Court Rules FCC Must Release Records That Could Explain Fraudulent Net Neutrality Comments

Court Rules FCC Must Release Records That Could Explain Fraudulent Net Neutrality Comments

A federal judge ruled last week that the Republican-controlled Federal Communications Commission (currently chaired by Donald Trump appointee Ajit Pai) must release records related to millions of fraudulent public comments filed before the agency repealed net neutrality guidelines last year, Ars Technica reported.

According to Ars Technica’s report, the records in question could shed light as to just who was filing the fraudulent comments—which, along with the agency’s later-debunked claims of a cyber attack on the comment system, ultimately could have helped the FCC reach its preordained conclusion despite widespread public opposition. The ruling is the outcome of a lawsuit filed by journalist Jason Prechtel, the Ars Technica wrote:

The ruling came in a lawsuit filed in September 2017 by freelance journalist Jason Prechtel, who sued the FCC after it failed to provide documents in response to his Freedom of Information Act (FoIA) request. Prechtel sought data that would identify people who made bulk comment uploads; many of the uploads contained fraudulent comments submitted in other people’s names without their knowledge.

Prechtel called the ruling “a huge victory for transparency over an issue that has gone unanswered by the FCC and its current leadership for too long.”

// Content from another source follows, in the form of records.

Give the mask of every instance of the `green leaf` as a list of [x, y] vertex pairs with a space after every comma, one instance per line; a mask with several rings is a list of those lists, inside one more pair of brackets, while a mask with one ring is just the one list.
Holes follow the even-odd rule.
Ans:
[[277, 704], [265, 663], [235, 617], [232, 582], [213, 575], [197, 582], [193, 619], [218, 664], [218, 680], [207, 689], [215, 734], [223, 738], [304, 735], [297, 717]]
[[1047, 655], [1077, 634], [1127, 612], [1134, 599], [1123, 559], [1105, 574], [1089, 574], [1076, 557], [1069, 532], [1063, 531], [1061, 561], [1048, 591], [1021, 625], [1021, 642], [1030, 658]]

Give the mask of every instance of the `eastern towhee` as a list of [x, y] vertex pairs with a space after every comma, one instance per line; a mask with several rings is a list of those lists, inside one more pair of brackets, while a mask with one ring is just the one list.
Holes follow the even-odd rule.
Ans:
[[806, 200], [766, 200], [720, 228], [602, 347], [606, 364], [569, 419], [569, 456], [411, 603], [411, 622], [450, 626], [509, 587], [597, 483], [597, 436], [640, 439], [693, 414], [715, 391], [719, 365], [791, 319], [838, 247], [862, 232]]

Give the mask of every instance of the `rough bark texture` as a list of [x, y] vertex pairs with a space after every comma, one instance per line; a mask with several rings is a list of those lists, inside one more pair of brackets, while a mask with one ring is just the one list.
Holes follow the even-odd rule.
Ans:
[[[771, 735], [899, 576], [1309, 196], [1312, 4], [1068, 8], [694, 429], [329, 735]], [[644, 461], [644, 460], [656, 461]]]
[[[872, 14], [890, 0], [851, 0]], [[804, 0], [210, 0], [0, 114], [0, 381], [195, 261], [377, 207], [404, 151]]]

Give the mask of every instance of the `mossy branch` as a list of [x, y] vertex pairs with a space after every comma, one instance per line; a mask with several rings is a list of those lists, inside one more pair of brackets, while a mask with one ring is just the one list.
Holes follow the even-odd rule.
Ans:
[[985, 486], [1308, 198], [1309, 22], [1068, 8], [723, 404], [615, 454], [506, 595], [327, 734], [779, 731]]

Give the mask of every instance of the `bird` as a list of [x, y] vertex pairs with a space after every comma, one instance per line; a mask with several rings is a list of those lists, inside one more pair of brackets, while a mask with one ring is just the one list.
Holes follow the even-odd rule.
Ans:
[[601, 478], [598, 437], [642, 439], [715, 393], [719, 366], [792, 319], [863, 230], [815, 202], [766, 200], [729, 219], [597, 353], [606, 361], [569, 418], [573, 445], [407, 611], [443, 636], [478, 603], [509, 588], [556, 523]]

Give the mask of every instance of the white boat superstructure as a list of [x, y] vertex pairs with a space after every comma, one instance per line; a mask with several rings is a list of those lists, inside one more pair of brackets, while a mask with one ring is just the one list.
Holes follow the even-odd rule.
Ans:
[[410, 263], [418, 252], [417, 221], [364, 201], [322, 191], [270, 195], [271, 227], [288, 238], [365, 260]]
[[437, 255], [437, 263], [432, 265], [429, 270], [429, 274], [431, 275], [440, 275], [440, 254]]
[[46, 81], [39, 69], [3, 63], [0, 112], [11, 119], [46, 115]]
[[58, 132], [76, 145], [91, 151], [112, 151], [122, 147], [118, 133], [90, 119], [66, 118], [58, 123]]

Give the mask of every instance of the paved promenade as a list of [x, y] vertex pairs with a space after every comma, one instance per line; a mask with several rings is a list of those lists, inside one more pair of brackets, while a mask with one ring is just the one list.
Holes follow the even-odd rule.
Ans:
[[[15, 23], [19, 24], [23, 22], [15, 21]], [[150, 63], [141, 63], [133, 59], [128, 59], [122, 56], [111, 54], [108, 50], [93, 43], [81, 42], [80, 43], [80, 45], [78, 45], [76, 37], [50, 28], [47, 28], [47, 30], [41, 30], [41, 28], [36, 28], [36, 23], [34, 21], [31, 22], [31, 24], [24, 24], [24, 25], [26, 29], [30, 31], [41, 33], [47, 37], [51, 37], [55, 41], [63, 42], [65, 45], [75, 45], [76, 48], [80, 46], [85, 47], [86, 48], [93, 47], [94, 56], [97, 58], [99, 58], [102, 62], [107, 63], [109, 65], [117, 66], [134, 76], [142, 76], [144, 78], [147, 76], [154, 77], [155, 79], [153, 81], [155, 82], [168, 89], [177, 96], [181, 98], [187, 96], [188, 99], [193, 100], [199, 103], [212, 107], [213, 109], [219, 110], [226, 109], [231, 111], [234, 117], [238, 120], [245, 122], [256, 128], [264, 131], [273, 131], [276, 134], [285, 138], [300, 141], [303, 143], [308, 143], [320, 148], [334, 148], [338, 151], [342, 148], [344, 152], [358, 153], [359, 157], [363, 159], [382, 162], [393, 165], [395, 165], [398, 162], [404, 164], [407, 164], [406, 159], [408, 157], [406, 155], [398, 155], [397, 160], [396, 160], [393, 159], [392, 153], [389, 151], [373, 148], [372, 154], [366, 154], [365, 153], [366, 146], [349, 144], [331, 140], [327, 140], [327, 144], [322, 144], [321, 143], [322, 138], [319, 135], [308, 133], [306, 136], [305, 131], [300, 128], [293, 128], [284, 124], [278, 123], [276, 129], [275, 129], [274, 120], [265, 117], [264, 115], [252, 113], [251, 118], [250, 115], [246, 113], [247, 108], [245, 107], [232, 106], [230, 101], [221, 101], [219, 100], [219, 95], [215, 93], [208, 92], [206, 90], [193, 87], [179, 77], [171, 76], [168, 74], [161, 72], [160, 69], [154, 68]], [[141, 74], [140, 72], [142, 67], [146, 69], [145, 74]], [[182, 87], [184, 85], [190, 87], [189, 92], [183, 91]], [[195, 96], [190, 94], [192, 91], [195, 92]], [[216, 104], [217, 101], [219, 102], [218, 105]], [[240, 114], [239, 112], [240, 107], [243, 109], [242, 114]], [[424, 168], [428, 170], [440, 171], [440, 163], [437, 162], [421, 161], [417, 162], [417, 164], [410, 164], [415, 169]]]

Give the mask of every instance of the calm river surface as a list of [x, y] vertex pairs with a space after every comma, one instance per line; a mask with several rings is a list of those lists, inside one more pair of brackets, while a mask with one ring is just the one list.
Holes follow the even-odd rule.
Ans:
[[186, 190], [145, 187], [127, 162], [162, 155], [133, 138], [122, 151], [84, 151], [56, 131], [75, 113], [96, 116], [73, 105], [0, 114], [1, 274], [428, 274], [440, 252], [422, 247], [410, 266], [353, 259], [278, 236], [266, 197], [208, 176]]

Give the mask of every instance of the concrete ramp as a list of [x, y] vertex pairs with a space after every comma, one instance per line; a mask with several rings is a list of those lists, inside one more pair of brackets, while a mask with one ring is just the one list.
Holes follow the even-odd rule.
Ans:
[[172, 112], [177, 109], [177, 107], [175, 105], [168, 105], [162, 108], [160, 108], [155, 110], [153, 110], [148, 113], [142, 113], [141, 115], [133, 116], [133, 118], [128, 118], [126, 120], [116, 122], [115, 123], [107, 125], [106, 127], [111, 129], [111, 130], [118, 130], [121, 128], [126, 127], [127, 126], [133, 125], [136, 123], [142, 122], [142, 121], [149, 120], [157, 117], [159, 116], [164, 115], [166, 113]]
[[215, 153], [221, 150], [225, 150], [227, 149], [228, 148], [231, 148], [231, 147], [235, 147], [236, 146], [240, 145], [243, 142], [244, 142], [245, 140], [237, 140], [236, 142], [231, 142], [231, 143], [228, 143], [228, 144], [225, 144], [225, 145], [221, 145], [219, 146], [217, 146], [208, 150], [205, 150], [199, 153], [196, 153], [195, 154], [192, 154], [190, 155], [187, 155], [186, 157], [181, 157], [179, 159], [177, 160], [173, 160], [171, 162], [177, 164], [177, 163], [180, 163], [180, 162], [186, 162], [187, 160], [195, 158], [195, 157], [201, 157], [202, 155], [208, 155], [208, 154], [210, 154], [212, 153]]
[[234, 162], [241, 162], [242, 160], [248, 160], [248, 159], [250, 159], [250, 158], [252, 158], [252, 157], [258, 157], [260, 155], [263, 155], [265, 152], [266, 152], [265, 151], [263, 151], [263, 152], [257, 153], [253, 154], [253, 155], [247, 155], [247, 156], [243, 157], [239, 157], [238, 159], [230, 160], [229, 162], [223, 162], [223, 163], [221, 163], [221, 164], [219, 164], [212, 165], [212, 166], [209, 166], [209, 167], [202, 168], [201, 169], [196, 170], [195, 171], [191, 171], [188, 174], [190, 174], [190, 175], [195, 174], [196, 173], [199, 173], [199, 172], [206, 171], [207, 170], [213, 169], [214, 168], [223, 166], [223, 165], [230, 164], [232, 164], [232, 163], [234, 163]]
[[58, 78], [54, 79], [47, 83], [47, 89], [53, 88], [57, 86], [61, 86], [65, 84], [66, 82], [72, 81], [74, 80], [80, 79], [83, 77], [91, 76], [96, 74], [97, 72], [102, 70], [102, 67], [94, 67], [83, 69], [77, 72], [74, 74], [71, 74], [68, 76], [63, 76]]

In his ruling, Judge Christopher Cooper of the U.S. District Court for the District of Columbia wrote that “In addition to enabling scrutiny of how the Commission handled dubious comments during the rulemaking, disclosure would illuminate the Commission’s forward-looking efforts to prevent fraud in future processes.” He added that the files would help clarify how the FCC managed its approach to “dubious comments”:

It would clarify the extent to which the Commission succeeded—as it assured the American people it had—in managing a public-commenting process seemingly corrupted by dubious comments. The relative public value of this information might have been a slightly closer call had the Commission not already released over twenty million email addresses. But it has, and that information has generated significant questions about the agency’s procedures; it cannot now claim that the outstanding information is irrelevant to the public’s scrutiny of those procedures.

… The Commission, its Chairman, Members of Congress, and more than a dozen state attorneys general have all expressed concern about the extent to which fake comments were submitted into the rulemaking record.

According to Ars Technica, Cooper ordered the FCC to turn over the email addresses used to submit bulk .CSV files (a simple spreadsheet/database format) containing the mass-submitted comments. He also ordered the FCC to work with Prechtel on handing over the .CSV files themselves, if they are still in the agency’s possession.

However, Cooper declined to compel the agency to release server logs or unredacted versions of emails that appear to show the FCC’s technical staff assisting congressional news service and “advocacy services” firm CQ Roll Call with the submission of millions of comments from unidentified clients.

Ars Technica added:

When contacted by Ars, the FCC declined comment on the ruling and on whether it will appeal the ruling.

Prechtel said he doesn’t know when he’ll get the records but speculated that it could take months. He also said it’s premature to talk about whether he’ll appeal the parts of the ruling he lost, because the case isn’t over.

Prechtel told the site that other parts of his lawsuit, such requests for documents concerning the General Services Administration’s API, are still pending and he is still considering the possibility of further appeals. He added that he will use whatever data he ends up receiving to attempt to determine who was behind the bulk comments.

Pew Research Center found in November 2017 that while the most common bulk comment (2.8 million submissions) was filed in support of the net neutrality rules, the next six most common (comprising nearly 5.5 million submissions) all favoured Pai’s rollback. Another analysis by Gravwell, a data analytics company, found that the vast majority of legitimate comments were opposed to the repeal. The text of one mass-submitted comment supporting Pai appeared to have originated with a conservative advocacy group.

“My first question is: why is the FCC spending taxpayer dollars fighting journalists in court in order to keep this information secret in the first place?” Evan Greer, deputy director of digital rights advocacy group Fight for the Future, told Gizmodo in a statement via email. “What are they hiding? Who are they covering for?”

“Fight for the Future is one of many groups that used the FCC’s bulk upload feature to submit real comments from real people concerned about the agency’s repeal of net neutrality,” Greer added. “We have no problem with the FCC releasing this information. The only reason to keep it hidden is to prevent the public from learning which groups abused this comment system by submitting fraudulent comments, and who funded them.”

Pai, for his part, hasn’t changed course one bit. During a speech on Friday, the chairman lashed out against an unsigned California law to enact the state’s own net neutrality guidelines, referring to the legislators involved as overseeing a “nanny state” and the proposal as “radical” and “illegal.”